There's A Word For Everything: The Cupertino Effect


Spelling is a curious convention.  In the infancy of alphabetic scripts, there were no standardized spellings:  people just wrote words out as they sounded.  This continued into the adolescence of alphabetic scripts.  And into the quarter-life crisis of alphabetic scripts.  It didn't really matter that there were no standardized spellings, because, you know, who was reading anyway?

It was really only after the invention of the printing press that people cared to standardize spelling.  And this was a serious cause, on the same level of intense commitment as we might see today in global warming protestors.  People wrote pamphlets trying to reform spelling, wrote books, had meetings, had more meetings, made proposals, and tried to make the mess of English spelling more sensible.  Hopefully the spelled consistently, though, knowing that humanity is a hypocritical race, they probably didn't.

Anyway the reformers won, and we are left with wonderfully sensible spellings like the word 'laugh' 'name' and 'debt'.

Generations of spellers have struggled with pen and dictionary trying to remember the irrational jumble of letters that English calls its spelling.  How many countless hours of study have been wasted just because our spelling doesn't make sense?  How many lifetimes ruined by forgetting a silent E at the end of a word?

My generation is the last that will ever take spelling seriously.  And it is the first that does not need to spell properly.  The reason is that in our word processing programs there exists a friendly little fairy called a spell checker that looks at every word we write and makes sure that it is of correct orthographic assembly, and, if it is not, puts a handy little red line under it.

For every convenience of life, we suffer an equal inconvenience.  For spell-checkers, that thing going wrong is called the Cupertino Effect.

You have no doubt experienced the Cupertino Effect.  You slam your hands on your keyboard in rude approximation of a particular English word like cooperate.  Then you right-click on that scramble of letters to find the correct spelling.  You choose the first suggestion and continue your merry writing way.

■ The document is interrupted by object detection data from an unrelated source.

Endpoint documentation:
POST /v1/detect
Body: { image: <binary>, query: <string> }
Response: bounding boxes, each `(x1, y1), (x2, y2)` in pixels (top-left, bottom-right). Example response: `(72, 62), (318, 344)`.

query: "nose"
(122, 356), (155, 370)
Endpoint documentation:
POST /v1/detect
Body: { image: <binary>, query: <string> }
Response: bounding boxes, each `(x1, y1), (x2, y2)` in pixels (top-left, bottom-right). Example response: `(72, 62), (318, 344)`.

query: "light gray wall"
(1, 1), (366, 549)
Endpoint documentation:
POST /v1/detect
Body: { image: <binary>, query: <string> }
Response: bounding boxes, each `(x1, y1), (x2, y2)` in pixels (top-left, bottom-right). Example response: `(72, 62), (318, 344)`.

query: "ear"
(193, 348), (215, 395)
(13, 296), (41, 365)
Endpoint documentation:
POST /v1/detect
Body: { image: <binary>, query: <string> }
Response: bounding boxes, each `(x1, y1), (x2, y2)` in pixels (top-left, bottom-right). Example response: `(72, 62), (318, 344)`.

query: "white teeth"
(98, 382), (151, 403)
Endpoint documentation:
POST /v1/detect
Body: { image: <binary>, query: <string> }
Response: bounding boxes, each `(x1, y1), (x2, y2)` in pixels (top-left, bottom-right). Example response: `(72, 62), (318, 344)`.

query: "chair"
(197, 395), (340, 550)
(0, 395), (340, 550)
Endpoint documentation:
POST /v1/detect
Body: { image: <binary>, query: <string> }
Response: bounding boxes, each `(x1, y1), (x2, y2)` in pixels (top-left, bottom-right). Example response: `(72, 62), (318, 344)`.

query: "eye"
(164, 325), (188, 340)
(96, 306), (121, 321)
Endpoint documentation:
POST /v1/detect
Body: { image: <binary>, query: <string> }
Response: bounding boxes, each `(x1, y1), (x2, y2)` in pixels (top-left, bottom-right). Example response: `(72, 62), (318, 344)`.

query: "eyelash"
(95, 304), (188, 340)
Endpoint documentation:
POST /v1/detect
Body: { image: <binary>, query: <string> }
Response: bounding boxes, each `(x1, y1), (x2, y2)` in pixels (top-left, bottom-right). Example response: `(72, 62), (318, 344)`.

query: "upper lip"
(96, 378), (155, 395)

But the fates have not been kind to you!  The suggested word was not in fact the word you wanted!  You have been cursed by the Cupertino Effect!  Fie!  Alas!  Alack!

The Cupertino Effect got its name because early spell-checkers only had the hyphenated version of the word co-operation in them.  People who wrote 'cooperation' stumped the spell checker, which gave only a single suggestion:  the California town of Cupertino.  Thousands of people have been duped by this very mistake--including writers from the UN, the EU and NATO.

As electronic communication becomes ever more common, the Cupertino Effect will daunt us more and more.  Someone should make a blog detailing all the funny things that can happen to us because of it.  Oh wait, this is the interent and there are no new ideas.